The same fate met those labelled "kulak helpers" (подкулачник), those who sided with kulaks in their opposition to collectivisation.

A new wave of repressions, this time against "ex-kulaks", was started in 1937 after the NKVD Order no. 00447. Those deemed ex-kulaks had only two options: death sentence or labor camps.

According to data from Soviet archives, which were published in 1990, 1,803,392 people were sent to labor colonies and camps in 1930 and 1931. Books say that 1,317,022 reached the destination. The remaining 486,370 must have died or escaped. Deportations on a smaller scale continued after 1931. The reported number of kulaks and their relatives who had died in labor colonies from 1932 to 1940 was 389,521.

It is difficult to determine how many people died because of the "liquidation of the kulaks as a class". The data from the Soviet archives do not tell us exactly how many people escaped and survived and what number of deaths would have been if there had been no deportation. These data do not include people who were executed or died in prisons and gulags rather than died in labor colonies. Many historians consider the great famine a result of the "liquidation of the kulaks as a class" and therefore they estimate the death toll at about 7 million. A collection of estimates is available at this site (http://users.erols.com/mwhite28/warstat1.htm#Stalin).
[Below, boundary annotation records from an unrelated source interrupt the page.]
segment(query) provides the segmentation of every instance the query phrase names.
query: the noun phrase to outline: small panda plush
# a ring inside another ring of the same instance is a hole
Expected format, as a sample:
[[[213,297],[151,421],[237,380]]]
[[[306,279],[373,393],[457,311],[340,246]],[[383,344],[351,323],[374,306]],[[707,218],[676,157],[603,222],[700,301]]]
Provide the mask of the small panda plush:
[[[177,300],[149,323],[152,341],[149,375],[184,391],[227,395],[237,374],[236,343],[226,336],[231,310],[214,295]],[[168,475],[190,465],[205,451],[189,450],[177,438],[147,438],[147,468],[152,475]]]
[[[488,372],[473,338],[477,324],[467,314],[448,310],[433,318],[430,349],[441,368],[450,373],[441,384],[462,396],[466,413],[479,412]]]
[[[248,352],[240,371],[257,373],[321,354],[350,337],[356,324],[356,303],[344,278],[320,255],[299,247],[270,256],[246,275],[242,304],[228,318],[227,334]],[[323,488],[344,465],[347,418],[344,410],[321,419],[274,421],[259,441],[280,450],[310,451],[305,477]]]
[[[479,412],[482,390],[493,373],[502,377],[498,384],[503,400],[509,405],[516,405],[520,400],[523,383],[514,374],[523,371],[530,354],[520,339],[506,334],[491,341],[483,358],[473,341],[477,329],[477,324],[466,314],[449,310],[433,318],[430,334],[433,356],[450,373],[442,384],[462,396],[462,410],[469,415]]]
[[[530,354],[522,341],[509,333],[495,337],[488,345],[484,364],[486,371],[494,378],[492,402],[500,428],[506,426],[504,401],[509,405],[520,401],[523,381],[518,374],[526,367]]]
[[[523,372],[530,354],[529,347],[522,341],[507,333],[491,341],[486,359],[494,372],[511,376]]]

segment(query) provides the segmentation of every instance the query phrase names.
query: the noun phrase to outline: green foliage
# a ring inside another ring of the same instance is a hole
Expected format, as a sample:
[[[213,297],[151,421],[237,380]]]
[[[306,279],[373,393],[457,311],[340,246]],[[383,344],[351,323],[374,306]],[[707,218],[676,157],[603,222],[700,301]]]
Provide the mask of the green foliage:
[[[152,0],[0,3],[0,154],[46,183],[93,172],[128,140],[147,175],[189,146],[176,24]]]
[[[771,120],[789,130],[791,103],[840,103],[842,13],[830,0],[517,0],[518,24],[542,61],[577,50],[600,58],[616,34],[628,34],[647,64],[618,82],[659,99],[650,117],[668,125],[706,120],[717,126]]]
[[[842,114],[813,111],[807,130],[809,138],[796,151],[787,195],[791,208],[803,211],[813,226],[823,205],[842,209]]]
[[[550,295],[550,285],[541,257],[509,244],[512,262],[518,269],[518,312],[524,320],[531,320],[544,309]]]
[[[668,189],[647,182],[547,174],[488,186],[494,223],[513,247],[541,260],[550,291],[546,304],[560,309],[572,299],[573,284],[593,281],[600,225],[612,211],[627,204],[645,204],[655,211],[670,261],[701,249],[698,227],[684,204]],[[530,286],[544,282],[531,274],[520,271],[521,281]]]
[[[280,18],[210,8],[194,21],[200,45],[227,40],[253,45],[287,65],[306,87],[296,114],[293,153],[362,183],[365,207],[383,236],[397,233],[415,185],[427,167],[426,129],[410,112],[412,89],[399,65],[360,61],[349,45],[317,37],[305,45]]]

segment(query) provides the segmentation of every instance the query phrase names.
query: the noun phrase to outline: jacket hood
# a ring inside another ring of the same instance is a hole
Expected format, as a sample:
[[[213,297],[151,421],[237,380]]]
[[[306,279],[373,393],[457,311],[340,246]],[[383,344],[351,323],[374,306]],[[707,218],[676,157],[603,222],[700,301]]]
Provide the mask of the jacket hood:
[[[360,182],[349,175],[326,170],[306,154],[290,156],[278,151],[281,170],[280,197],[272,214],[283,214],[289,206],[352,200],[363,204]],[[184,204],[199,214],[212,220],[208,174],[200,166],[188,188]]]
The majority of "kulaks" were hard workers. This sometimes led to situations hard to believe. When resettled to Siberia and Kazakhstan, after some time many "kulaks" gained prosperity again. This fact served as a base of repressions against some sections of NKVD that were in charge of the "labour settlements" (трудовые поселения) in 1938-1939, which permitted "kulakization" (окулачивание) of the "labour settlers" (трудопоселенцев). The fact that new settlers became more prosperous than the neighboring kolkhozes was explained by "wreckage" and "criminal negligience".